It is not a meeting of the like minded or of one nationality as we learn from scripture about coming down of the Holy Spirit fell on the disciples. It was people from diverse backgrounds, from all over the known world on whom the Spirit fell at Pentecost.
A mixed crowd was the 120 and even the twelve that Jesus had around him. Different but intent on following the Rabbi Jesus. The rich and the poor shared all things in common. Thus, none was above another, nor better than another. They shared all in common and what Jesus demanded of them was the same regardless of status, wealth, or place of origin.
In fact we are told that God is no respecter of persons. Different gifts but the same mandate from the same Spirit. That singleness of purpose and unity in love is what converted the world. It is that about which St John says, “They will know you are Christians by your love.” Indeed the Roman officer, Pliny had no choice but could only say, “O how they love one another”. That is discipleship.
As we all know, love does not come easy. It is an intentional choice to love and to keep loving even in the face of challenges that makes marriages last. That is discipleship. Loving even when your very mind, senses and body say no. In the middle of all our disagreements, one thing I have held onto so dearly in obedience to Christ is that I have refused to be reduced to hate.
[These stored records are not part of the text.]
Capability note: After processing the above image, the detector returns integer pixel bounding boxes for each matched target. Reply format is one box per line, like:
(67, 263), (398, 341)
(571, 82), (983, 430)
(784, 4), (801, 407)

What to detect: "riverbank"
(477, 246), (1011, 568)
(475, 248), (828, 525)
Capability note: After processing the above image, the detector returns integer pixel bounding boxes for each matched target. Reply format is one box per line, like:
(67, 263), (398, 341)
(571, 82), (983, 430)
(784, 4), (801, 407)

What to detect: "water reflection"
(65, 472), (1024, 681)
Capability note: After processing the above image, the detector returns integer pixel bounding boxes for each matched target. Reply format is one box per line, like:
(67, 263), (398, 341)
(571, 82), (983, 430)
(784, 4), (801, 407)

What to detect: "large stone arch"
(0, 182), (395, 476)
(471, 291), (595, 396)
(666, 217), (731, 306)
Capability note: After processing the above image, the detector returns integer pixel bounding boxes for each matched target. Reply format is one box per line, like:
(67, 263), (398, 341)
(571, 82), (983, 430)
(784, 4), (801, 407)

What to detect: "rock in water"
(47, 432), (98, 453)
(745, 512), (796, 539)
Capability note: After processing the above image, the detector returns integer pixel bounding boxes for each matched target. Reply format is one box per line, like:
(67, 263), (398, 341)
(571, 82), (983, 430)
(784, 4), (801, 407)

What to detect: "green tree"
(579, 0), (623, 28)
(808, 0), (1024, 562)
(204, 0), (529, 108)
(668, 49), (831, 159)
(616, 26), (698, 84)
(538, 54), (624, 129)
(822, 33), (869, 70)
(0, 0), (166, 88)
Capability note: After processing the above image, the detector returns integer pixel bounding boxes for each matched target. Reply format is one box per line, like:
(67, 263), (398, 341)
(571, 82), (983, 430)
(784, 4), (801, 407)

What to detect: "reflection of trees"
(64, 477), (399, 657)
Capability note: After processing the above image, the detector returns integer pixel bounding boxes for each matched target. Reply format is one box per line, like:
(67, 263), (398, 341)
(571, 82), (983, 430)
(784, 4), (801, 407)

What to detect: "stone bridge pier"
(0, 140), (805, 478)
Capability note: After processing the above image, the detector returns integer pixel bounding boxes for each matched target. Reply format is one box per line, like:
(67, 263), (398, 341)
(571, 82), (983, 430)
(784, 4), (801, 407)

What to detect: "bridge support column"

The Spirit of Christ constrains us to love. It may not come natural but no discipline comes natural. It may hurt, but a very old pop song taught me the double entendre phrase, “It hurts so good”! Yes a true disciple is one who loves even as it hurts and so turns the hurts of the world into wholeness in Christ. All this, not for one’s sake nor for one’s church sake, nor even for our Communion’s sake; but for Christ’s sake. When we set such an example we begin to participate in unparalleled ways in the mission of God and begin to model the kind of intentional discipleship that the world so needs today.
In that way we begin to live the truth of Christ. That is the truth which sets us free. Intentional. Disciplined. Liberating. Discipling. Penetrating. Breaking through and breaking down barriers. Saving. Truth.
A Communion or a future that is not this, is anti Christ. In fact it is one that is covered in shame. That kind of disgrace which the Old Testament prophets talk about as the uncovering of one’s shame! The very antithesis of what we heard from St Paul when he said the “unveiled face [which] contemplates the Lord’s glory and is being transformed into his image with ever increasing glory, which comes from its Lord who is Spirit”.
As you can tell i am getting excited
Before I get too carried away please pray with me in this chorus (I hope I can sing):
Spirit of the Living God fall afresh on us
Spirit of the Living God fall afresh on us.
Melt us, mould us, fill us, use us.
Spirit of the Living God Fall afresh on us.
So let us go forth as free disciples and make disciples of all the world!